Our DL-based AI platform successfully yielded accurate and precise detection and grading of NO and NC in 7-level classification and CO and PSC in 6-level classification, overcoming the limitations of medical databases such as few training data or biased label distribution.
开发并验证一个基于深度学习(DL)的人工智能(AI)平台,该平台使用裂隙灯和后照式晶状体照片,基于晶状体混浊分类系统(LOCS)III对白内障进行诊断和分级。

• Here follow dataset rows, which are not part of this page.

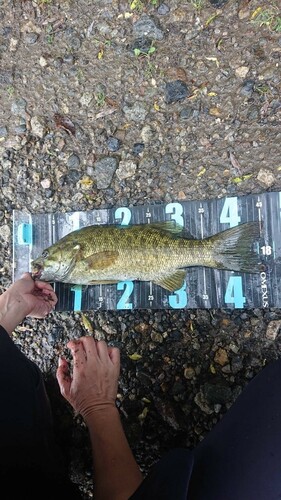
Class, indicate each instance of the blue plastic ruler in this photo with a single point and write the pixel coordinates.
(204, 287)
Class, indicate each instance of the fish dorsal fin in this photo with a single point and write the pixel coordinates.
(172, 227)
(100, 260)
(173, 281)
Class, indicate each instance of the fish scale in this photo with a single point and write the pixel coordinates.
(145, 252)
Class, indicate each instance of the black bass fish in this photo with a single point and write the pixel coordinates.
(158, 252)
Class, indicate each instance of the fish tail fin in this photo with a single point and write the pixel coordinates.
(236, 249)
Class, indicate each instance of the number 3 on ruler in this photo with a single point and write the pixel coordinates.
(179, 299)
(128, 287)
(229, 213)
(176, 211)
(234, 292)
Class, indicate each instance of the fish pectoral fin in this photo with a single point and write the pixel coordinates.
(173, 281)
(172, 228)
(101, 260)
(104, 282)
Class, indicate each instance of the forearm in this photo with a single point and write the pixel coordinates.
(13, 310)
(116, 473)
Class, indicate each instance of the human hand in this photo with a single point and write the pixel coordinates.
(25, 298)
(36, 298)
(93, 384)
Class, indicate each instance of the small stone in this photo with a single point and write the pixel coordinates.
(273, 329)
(143, 44)
(138, 148)
(13, 44)
(147, 134)
(253, 113)
(156, 337)
(189, 372)
(104, 171)
(136, 112)
(46, 183)
(3, 131)
(163, 9)
(176, 91)
(18, 107)
(73, 161)
(38, 126)
(221, 357)
(147, 27)
(5, 232)
(31, 38)
(113, 144)
(266, 178)
(43, 62)
(20, 129)
(126, 169)
(86, 98)
(218, 3)
(242, 71)
(247, 88)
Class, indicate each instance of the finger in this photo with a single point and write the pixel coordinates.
(42, 285)
(102, 349)
(90, 345)
(78, 353)
(114, 354)
(26, 276)
(63, 377)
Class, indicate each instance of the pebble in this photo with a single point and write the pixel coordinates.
(18, 107)
(86, 98)
(138, 148)
(31, 38)
(218, 3)
(126, 169)
(273, 329)
(20, 129)
(221, 357)
(242, 71)
(136, 112)
(113, 144)
(73, 161)
(147, 27)
(38, 126)
(3, 131)
(163, 9)
(247, 88)
(176, 90)
(46, 183)
(143, 44)
(104, 171)
(266, 178)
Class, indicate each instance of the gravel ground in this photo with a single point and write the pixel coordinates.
(107, 103)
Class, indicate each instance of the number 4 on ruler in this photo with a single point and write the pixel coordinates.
(229, 214)
(234, 292)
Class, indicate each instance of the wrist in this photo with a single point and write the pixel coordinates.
(100, 412)
(13, 310)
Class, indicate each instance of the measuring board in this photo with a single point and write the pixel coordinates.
(203, 288)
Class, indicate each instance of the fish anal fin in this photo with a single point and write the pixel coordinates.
(173, 281)
(104, 282)
(101, 260)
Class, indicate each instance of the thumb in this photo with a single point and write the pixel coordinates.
(63, 377)
(26, 276)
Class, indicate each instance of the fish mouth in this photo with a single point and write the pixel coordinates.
(36, 271)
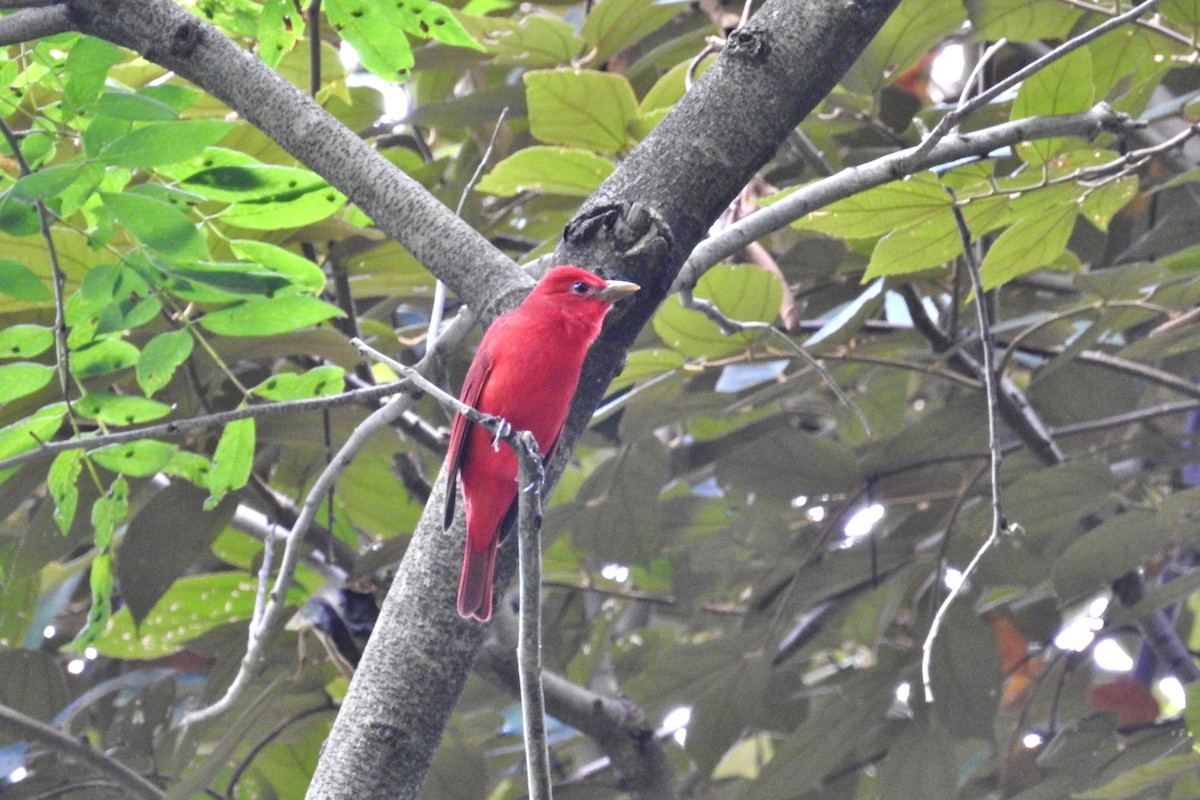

一项横断面研究,其中使用裂隙灯和后照式晶状体照片训练和测试卷积神经网络。
来自596名患者的1335张裂隙灯图像和637张后照式晶状体图像。
2名经过培训的分级人员使用LOCS III对裂隙灯和后照式晶状体照片进行分级。图像数据集被标记并分为训练、验证和测试数据集。我们在人工智能领域采用4种关键策略训练和验证了人工智能平台:(1)用于检测数据中冗余信息的区域检测网络;(2)针对数据集规模较小问题的数据增强和迁移学习;(3)用于解决数据集偏差的广义交叉熵损失;(4)用于解决类别不平衡问题的类别平衡损失。人工智能平台的性能通过3种人工智能算法(ResNet18、WideResNet50 - 2和ResNext50)的集成得到增强。
人工智能平台基于诊断和LOCS III的分级预测性能。
人工智能平台在使用裂隙灯照片诊断核混浊(NO)和核颜色(NC)时,表现出强大的诊断性能(受试者操作特征曲线下面积[AUC]分别为0.9992[95%置信区间(CI),0.9986 - 0.9998]和0.9994[95%CI,0.9989 - 0.9998];准确率分别为98.82%[95%CI,97.7% - 99.9%]和98.51%[95%CI,97.4% - 99.6%])以及基于LOCS III的分级预测性能(AUC分别为0.9567[95%CI,0.9501 - 0.9633]和0.9650[95%CI,0.9509 - 0.9792];准确率分别为91.22%[95%CI,89.4% - 93.0%]和90.26%[95%CI,88.6% - 91.9%])。对于皮质性混浊(CO)和后囊下混浊(PSC),该系统使用后照式图像时实现了较高的诊断性能(AUC分别为0.9680[95%CI,0.9579 - 0.9781]和0.9465[95%CI,0.9348 - 0.9582];准确率分别为96.21%[95%CI,94.4% - 98.0%]和92.17%[95%CI,88.6% - 95.8%])以及良好的基于LOCS III的分级预测性能(AUC分别为0.9044[95%CI,0.8958 - 0.9129]和0.9174[95%CI,0.9055 - 0.9295];准确率分别为91.33%[95%CI,89.7% - 93.0%]和87.89%[95%CI,85.6% - 90.2%])。
我们基于深度学习的人工智能平台成功地在7级分类中对NO和NC以及在6级分类中对CO和PSC进行了准确且精确的检测和分级,克服了医学数据库的局限性,如训练数据少或标签分布有偏差等问题。